Fidel Castro è un autocrate. Un narcisista nato. Anche se adesso è in pensione, resta un uomo incontenibile. A volte predice disastri atomici oppure assicura di aver scoperto la formula, grazie a una pianta chiamata moringa, capace di far fronte a tutte le necessità dell’essere umano.
I suoi sostenitori lo considerano lo statista più importante del secolo XX. I detrattori, un matto senza uguali. Ha governato Cuba per 47 anni, tra presagi di guerra contro l'imperialismo yankee e mobilitazioni popolari per insultare chi voleva abbandonare il paese. Occupava gli studi televisivi e parlava per ore sui temi più disparati. Le cifre non mentono: Fidel Castro è stato un pessimo amministratore della nazione.
Quando per colpa di una malattia ha dovuto abbandonare il potere, la situazione economica cubana era pesante. La produzione di zucchero, per secoli principale ricchezza del paese, era caduta ai livelli del 1910. Le città erano a pezzi, i palazzi avevano le facciate screpolate e cadenti. Le strade erano piene di buche. E le dispense vuote.
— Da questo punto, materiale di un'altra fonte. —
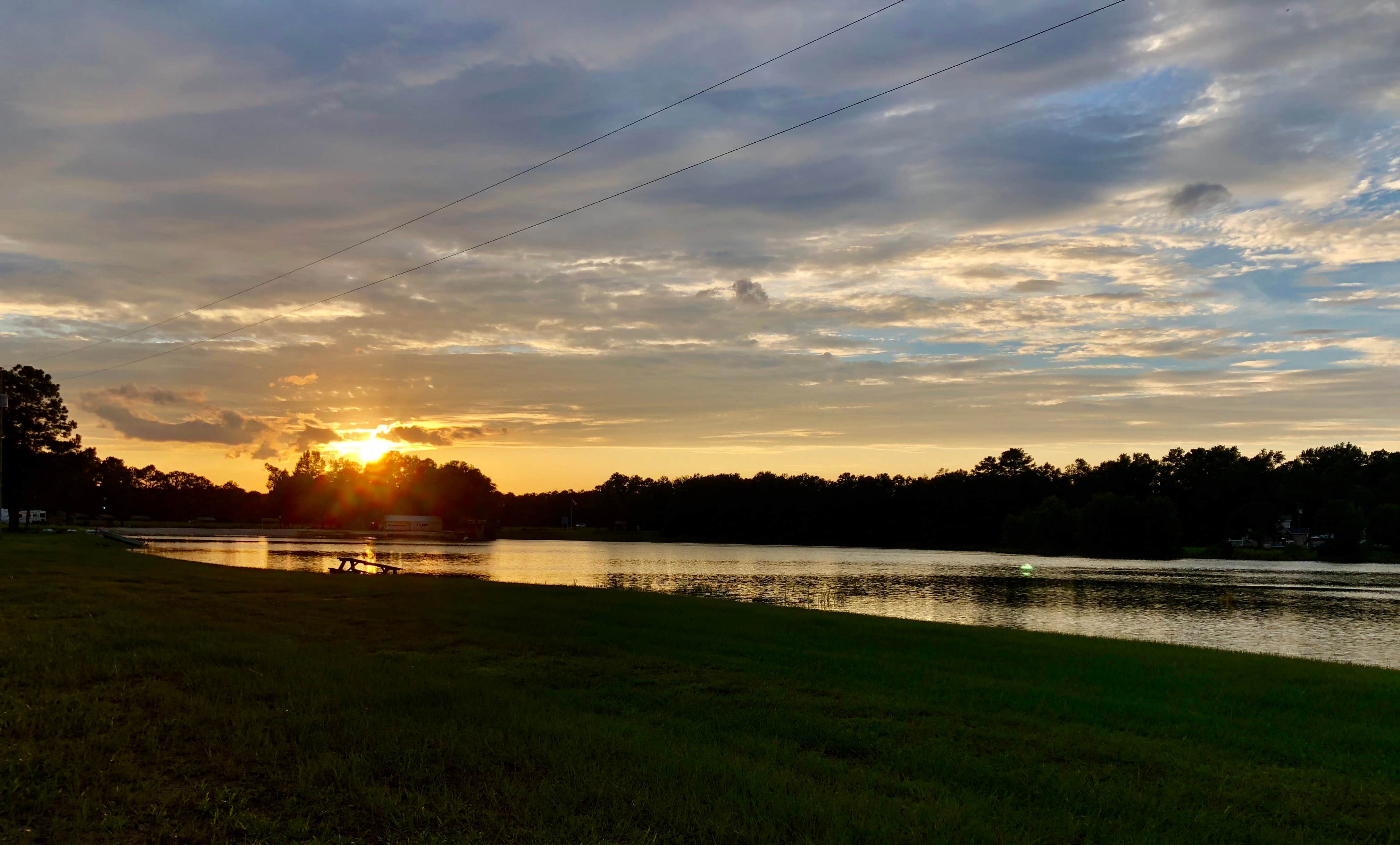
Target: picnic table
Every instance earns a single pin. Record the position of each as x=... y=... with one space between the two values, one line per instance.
x=352 y=564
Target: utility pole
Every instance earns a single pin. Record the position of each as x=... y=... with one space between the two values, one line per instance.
x=5 y=403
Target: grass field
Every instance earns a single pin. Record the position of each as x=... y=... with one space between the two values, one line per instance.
x=146 y=700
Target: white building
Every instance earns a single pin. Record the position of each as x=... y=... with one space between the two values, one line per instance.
x=26 y=517
x=398 y=522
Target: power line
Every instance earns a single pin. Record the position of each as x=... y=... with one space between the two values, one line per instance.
x=475 y=192
x=346 y=293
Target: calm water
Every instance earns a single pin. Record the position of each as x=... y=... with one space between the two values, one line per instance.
x=1329 y=612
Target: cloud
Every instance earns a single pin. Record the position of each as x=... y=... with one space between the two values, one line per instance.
x=223 y=427
x=129 y=394
x=1199 y=196
x=1036 y=286
x=1036 y=228
x=313 y=436
x=439 y=437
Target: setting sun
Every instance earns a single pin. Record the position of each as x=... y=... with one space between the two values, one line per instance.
x=366 y=451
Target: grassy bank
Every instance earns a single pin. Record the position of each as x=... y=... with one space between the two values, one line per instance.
x=157 y=701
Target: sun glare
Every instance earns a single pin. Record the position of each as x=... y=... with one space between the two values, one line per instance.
x=365 y=451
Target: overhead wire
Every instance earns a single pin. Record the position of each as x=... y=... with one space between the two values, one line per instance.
x=346 y=293
x=647 y=117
Si teneva in piedi un’educazione e una sanità gratuite, ma entrambe di pessima qualità.
Il passaggio di potere al Generale Raúl Castro, avvenuto il 31 luglio del 2006, fu un processo senza consultazione popolare. Il nuovo Presidente era stato designato come erede dal fratello. Già dalla fine degli anni Novanta, diversi settori economici erano gestiti da imprese militari. Senza fare drammi, Raúl Castro ha seppellito cento metri sotto terra il volontarismo e l’anarchia del fratello. Ha ristrutturato l’apparato amministrativo e ha chiuso diversi ministeri inutili, come quello della Battaglia delle Idee, un monumento all’inefficienza. Ha cambiato tutto il possibile. Gli uomini di fiducia di Fidel Castro sono stati pensionati o sono caduti in disgrazia. Gli istituti di scuola-lavoro nelle campagne, imbarazzante relitto ideologico del passato, sono stati chiusi.
Il Generale non ha preso queste misure come anticipazione di future riforme serie e profonde. No di certo. Sono cure da cavallo per stimolare il funzionamento d’una moribonda economia. L’ampliamento del lavoro privato, la vendita di case e di vecchie auto russe non sono un punto di partenza per esperimentare sistemi liberali. L’obiettivo è buttare nel cestino leggi assurde. Raúl Castro vuole dare continuità al sistema. Per riuscirci ha bisogno di due cose: dollari e minore controllo statale (adesso esagerato). Per dare efficienza e migliorare la produttività, ha tracciato un piano in cui un milione e mezzo di lavoratori perderà l'impiego. Se Castro I era un idealista, Castro II ha i piedi ben piantati in terra. E vede nel futuro un capitalismo simile a quello di molti paesi amici che gli permetta di controllare i principali introiti della nazione.
Raúl non scommette sugli anacronistici trattati marxisti. Preferisce la Russia di Putin. E ammira la crescita economica con metodi capitalisti del gigante cinese. Il Generale sa bene che per perpetuare l’opera di Fidel è imprescindibile un’economia efficace. Inoltre bisogna cercare di soddisfare le aspirazioni del cubano medio, che non sono eccessive: vivere in una casa decente e alimentarsi in maniera adeguata. Raggiungere questo risultato, senza perdere il potere e tenendo a bada gli oppositori, è la meta di Raúl. Le differenze tra i due governanti sono notevoli. Entrambi hanno mentalità da caudillos. Castro I, era più da rivoluzione terzomondista, folle, applausi e discorsi. Castro II è un uomo che fa le cose nell'ombra, senza troppo rumore.
L'attuale Presidente cubano vuole solo che il sistema messo in piedi dal fratello vada avanti per altri cent'anni. E anche di più.